In patients with polycythemia vera who typically are being treated because of persistent leukocytosis, or thrombocytosis, or splenomegaly, I would use the standard labeled dose of 10 mg twice daily. The important caveats there are patients with renal hepatic impairment. The dose should be adjusted and decreased. Patients on CYP3A4 inhibitors, including moderately potent inhibitors such as fluconazole, should also have a dose reduction in that situation.
Once patients are started on ruxolitinib, whether for polycythemia vera or for myelofibrosis, after initial adjustment of the dose, long-term tolerability has been excellent. And, in fact, many patients in the RESPONSE Trial and in the myelofibrosis studies, COMFORT-1 and COMFORT-2 remain on long-term therapy with ruxolitinib.

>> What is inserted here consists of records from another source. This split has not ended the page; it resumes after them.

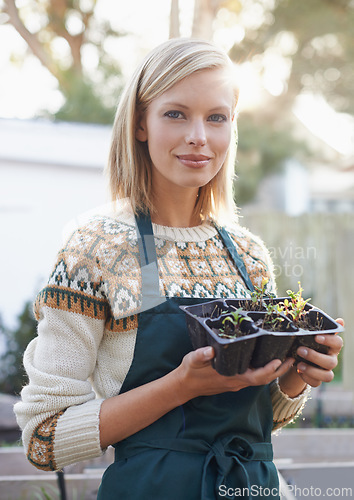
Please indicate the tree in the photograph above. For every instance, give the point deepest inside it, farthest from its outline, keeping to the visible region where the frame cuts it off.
(45, 24)
(12, 373)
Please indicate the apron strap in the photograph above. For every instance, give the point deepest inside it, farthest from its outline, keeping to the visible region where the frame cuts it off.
(150, 289)
(236, 258)
(148, 261)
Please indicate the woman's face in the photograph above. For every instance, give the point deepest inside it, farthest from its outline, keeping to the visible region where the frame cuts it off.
(188, 131)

There are a number of toxicities related to ruxolitinib that are peculiar to it. One of them that has been seen in the COMFORT Studies, and also in the RESPONSE Trial, is a higher incidence of Herpes Zoster, occurring in about 6% of patients in the RESPONSE Trial. Many of my colleagues and [myself] have not yet gotten to a point where we have given prophylactic antivirals. The incidence doesn’t seem that high. However, if a patient has a unilateral painful rash, definitely consider early intervention with an antiviral. The other thing that could be considered is vaccination against Varicella, but keep in mind that ruxolitinib actually is a potent immune suppressant by blocking the JAK1 pathway. And so, it’s not clear that vaccination would actually help. Many of my colleagues have recognized this toxicity, and I agree with this. We warn our patients about it. So, that’s one toxicity to keep in mind.
In the RESPONSE Trial, numerically there were slightly more patients with nonmelanomatous skin cancers during a very short period of time. It was not statistically significant, but was numerically a few more than in the best available therapy. So, periodic skin examinations should be done, but those should probably be done for all of us regardless of whether we’re on ruxolitinib or not.